NDBやVORを使った航空路は、こうした地上局を結ぶように設定されている。そのコースの方位(チャートに記されている)をVORにセットしてやると、コースのどちら側にいるかが計器に示される。それがセンターにくるように飛べば、正しく航空路をたどることかできるというわけだ。

ただし、これだけでは航空路上のどの位置にいるかまではわからない。そのため地上のVOR局にはDME(距離測定装置)が併設されていることが多い。これによって地上局からの方位と距離の両方がわかるため、自分の位置を特定できる。

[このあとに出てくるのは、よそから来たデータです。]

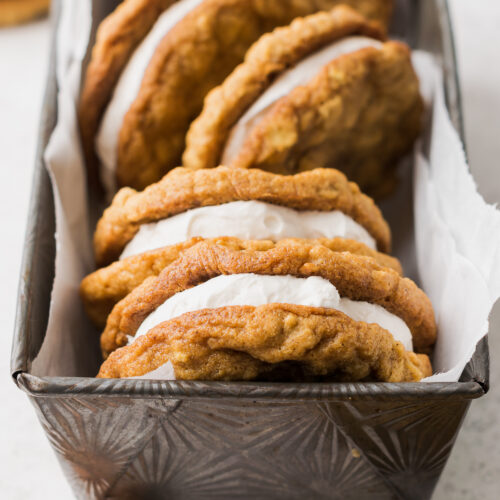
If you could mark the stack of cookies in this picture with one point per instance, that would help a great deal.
(270, 267)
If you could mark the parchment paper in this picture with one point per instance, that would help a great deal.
(455, 234)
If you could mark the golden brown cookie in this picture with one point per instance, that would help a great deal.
(14, 12)
(270, 56)
(102, 289)
(195, 56)
(117, 38)
(182, 190)
(360, 114)
(356, 277)
(246, 343)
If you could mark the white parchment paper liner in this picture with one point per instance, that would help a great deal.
(457, 234)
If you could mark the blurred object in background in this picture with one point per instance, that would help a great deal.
(14, 12)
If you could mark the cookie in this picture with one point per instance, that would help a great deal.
(13, 12)
(102, 289)
(272, 55)
(266, 342)
(355, 277)
(116, 39)
(310, 201)
(194, 55)
(353, 105)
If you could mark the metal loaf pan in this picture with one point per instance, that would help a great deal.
(194, 440)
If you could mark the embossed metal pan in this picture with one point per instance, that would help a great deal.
(193, 440)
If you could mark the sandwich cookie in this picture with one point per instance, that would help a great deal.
(190, 48)
(104, 288)
(249, 204)
(294, 310)
(348, 101)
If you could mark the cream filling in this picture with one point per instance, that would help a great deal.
(246, 220)
(128, 87)
(300, 74)
(256, 290)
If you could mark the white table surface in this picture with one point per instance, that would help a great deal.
(473, 470)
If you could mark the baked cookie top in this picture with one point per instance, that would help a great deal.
(193, 57)
(273, 341)
(182, 190)
(270, 56)
(117, 37)
(102, 289)
(356, 277)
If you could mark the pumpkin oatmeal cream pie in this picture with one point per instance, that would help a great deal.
(323, 91)
(145, 231)
(246, 203)
(153, 63)
(293, 310)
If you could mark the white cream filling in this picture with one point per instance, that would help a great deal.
(246, 220)
(128, 87)
(300, 74)
(256, 290)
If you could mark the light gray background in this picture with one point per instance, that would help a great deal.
(474, 467)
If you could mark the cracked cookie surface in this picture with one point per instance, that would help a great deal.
(182, 189)
(275, 340)
(356, 277)
(270, 56)
(102, 289)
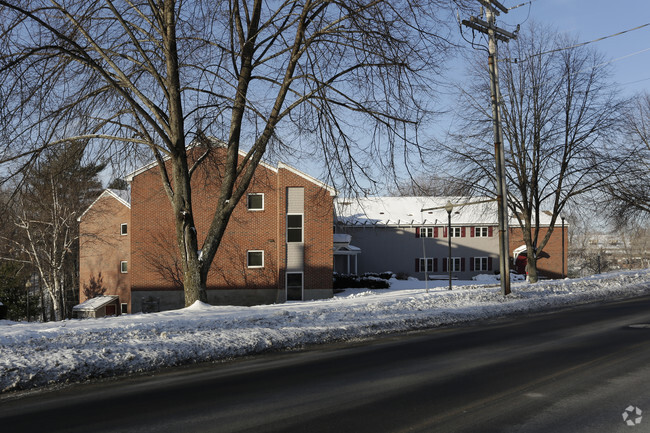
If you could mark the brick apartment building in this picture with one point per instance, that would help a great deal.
(277, 247)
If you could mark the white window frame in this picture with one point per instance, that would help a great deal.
(248, 265)
(481, 232)
(480, 261)
(302, 228)
(302, 286)
(429, 264)
(248, 202)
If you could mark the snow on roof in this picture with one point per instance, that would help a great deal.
(122, 196)
(95, 303)
(406, 211)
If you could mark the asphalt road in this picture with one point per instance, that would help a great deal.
(573, 371)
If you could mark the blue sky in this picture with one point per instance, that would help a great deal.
(592, 19)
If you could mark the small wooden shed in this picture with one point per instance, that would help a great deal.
(100, 306)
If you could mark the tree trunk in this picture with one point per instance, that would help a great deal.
(531, 265)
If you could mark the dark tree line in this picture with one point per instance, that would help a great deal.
(41, 233)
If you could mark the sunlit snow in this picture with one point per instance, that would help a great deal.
(37, 354)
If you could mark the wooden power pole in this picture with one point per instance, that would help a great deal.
(492, 8)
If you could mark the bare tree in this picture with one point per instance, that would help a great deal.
(45, 215)
(559, 112)
(262, 75)
(629, 189)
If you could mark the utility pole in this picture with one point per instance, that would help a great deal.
(494, 33)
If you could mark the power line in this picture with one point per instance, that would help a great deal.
(581, 44)
(622, 57)
(520, 5)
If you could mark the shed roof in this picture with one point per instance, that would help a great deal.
(95, 303)
(405, 211)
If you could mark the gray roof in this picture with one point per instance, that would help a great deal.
(408, 211)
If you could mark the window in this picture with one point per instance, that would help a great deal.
(456, 264)
(481, 232)
(255, 201)
(255, 259)
(294, 286)
(481, 264)
(426, 264)
(294, 228)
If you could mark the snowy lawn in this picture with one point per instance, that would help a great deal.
(38, 354)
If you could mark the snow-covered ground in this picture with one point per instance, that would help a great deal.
(38, 354)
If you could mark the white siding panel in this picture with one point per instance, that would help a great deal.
(295, 200)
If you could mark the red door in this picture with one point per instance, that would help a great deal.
(110, 310)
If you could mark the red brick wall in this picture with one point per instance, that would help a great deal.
(154, 239)
(102, 247)
(551, 266)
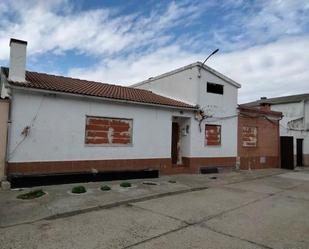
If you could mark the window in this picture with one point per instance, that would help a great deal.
(108, 131)
(214, 88)
(212, 134)
(249, 136)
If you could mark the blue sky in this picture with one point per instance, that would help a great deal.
(263, 44)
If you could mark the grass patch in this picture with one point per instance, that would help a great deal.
(125, 184)
(31, 195)
(79, 190)
(105, 188)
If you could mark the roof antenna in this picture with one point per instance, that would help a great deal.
(215, 51)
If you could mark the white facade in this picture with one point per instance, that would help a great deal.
(189, 84)
(57, 122)
(57, 128)
(295, 122)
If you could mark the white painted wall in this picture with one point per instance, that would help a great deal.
(188, 86)
(182, 85)
(293, 111)
(58, 131)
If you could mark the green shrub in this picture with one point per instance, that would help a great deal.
(32, 194)
(79, 190)
(125, 184)
(105, 188)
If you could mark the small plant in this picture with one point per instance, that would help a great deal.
(125, 184)
(79, 190)
(32, 194)
(105, 188)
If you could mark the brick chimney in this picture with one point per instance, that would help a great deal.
(18, 50)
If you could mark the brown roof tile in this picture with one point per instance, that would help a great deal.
(96, 89)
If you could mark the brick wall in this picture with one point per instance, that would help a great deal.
(258, 141)
(105, 131)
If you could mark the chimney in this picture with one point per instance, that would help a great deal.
(18, 50)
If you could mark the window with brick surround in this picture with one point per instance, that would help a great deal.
(212, 135)
(249, 136)
(108, 131)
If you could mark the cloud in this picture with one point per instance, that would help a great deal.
(273, 69)
(55, 26)
(262, 43)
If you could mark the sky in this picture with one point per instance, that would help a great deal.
(263, 44)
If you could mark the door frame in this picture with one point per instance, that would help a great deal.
(287, 152)
(175, 143)
(299, 151)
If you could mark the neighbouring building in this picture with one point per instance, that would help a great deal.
(258, 138)
(178, 122)
(294, 126)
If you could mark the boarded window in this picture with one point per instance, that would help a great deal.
(249, 136)
(214, 88)
(213, 135)
(108, 131)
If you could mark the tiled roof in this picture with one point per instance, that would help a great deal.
(49, 82)
(280, 100)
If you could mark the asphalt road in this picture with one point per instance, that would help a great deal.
(270, 212)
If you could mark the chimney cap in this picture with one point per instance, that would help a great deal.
(18, 41)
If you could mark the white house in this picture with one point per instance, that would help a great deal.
(176, 122)
(294, 124)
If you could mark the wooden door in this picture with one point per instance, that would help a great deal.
(175, 140)
(287, 154)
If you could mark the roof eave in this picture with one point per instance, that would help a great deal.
(199, 64)
(101, 98)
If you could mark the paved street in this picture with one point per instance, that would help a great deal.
(264, 212)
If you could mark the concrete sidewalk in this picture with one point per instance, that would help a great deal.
(258, 210)
(59, 202)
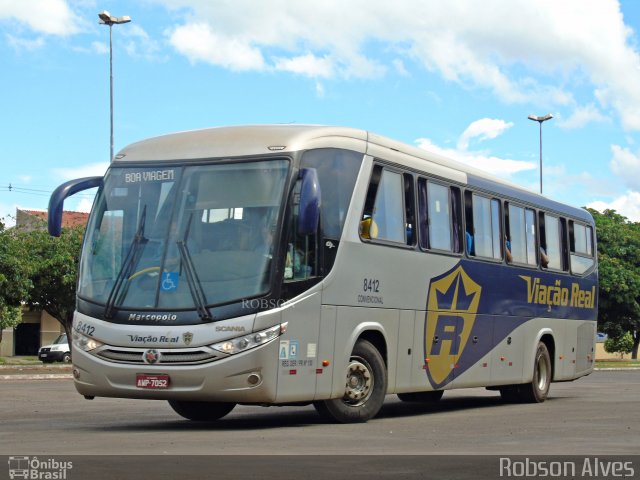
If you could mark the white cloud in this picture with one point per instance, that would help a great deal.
(308, 65)
(581, 116)
(51, 17)
(200, 42)
(627, 205)
(521, 51)
(483, 129)
(139, 44)
(501, 167)
(90, 170)
(626, 165)
(25, 43)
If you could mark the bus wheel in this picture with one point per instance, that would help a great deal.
(421, 397)
(365, 388)
(201, 411)
(538, 389)
(510, 393)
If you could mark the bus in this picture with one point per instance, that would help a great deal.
(296, 265)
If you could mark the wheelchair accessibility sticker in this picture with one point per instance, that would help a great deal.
(169, 281)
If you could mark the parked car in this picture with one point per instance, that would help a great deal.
(58, 351)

ちなみにこのようにVORとDMEを併設した地上局をVOR/DME(ボルデメと読む)という。これと同じように利用できるのがVOR/TAC(ボルタック)で、こちらはVORに軍用のTACAN(戦術航法装置)を組み合わせたものだ。
TACANはVOR/DMEのように地上局からの方位と距離を示すことができるが、そのうち距離測定機能については民間機でもDMEと同様に利用することができるのだ。

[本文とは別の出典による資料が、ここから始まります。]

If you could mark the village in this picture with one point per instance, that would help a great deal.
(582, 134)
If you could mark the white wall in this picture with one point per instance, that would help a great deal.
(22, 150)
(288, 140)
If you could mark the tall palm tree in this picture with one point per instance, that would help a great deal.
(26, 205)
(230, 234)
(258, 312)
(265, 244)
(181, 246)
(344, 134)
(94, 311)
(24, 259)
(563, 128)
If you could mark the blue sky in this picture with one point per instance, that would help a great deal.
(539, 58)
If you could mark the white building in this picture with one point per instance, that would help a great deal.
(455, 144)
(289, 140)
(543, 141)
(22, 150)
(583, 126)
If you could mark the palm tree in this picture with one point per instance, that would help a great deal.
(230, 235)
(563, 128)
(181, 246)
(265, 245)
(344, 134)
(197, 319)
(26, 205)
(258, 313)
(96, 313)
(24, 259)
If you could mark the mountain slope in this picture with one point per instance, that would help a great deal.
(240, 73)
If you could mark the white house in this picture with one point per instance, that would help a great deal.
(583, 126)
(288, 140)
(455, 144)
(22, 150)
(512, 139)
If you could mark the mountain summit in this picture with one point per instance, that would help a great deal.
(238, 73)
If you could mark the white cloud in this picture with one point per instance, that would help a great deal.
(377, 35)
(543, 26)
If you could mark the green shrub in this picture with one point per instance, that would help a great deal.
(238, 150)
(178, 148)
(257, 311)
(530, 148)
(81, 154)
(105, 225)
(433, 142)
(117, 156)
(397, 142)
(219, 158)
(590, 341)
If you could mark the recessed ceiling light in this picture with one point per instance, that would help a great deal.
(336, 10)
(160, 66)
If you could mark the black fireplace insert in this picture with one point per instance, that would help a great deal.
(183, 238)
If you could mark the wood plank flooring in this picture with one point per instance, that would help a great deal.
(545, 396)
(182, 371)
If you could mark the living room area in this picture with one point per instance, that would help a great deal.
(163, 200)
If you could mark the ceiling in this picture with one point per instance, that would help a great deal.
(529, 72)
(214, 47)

最近ではGNSSの普及により廃止されるVOR局も増えているが、特に民間の軽飛行機などにはGNSSに対応していない機体も多いので、当面は完全に廃止されることはないだろう。
スマホを使ったナビアプリがあることからもわかるように、GNSSの受信機は安価になってきているが、航空用ともなるとそうはいかない。しかも導入後も最新のデータを使うことが求められるので、その更新だけでも相応の費用が必要になる。

またVORが廃止されても、併設されたDMEは残される場合も多い。DMEは複数の地上局からの距離を測ることで自分の位置を知るという使い方もでき、GNSSの補完やバックアップとしても使うことができる。
ウクライナに侵攻したロシアが行なっているように、GNSSの電波は妨害されることがあるし、機器が故障することもあるから、それだけに頼るのは危険である。そのためDMEなど地上局からの電波を使った航法も、当面は必要とされ続けることだろう。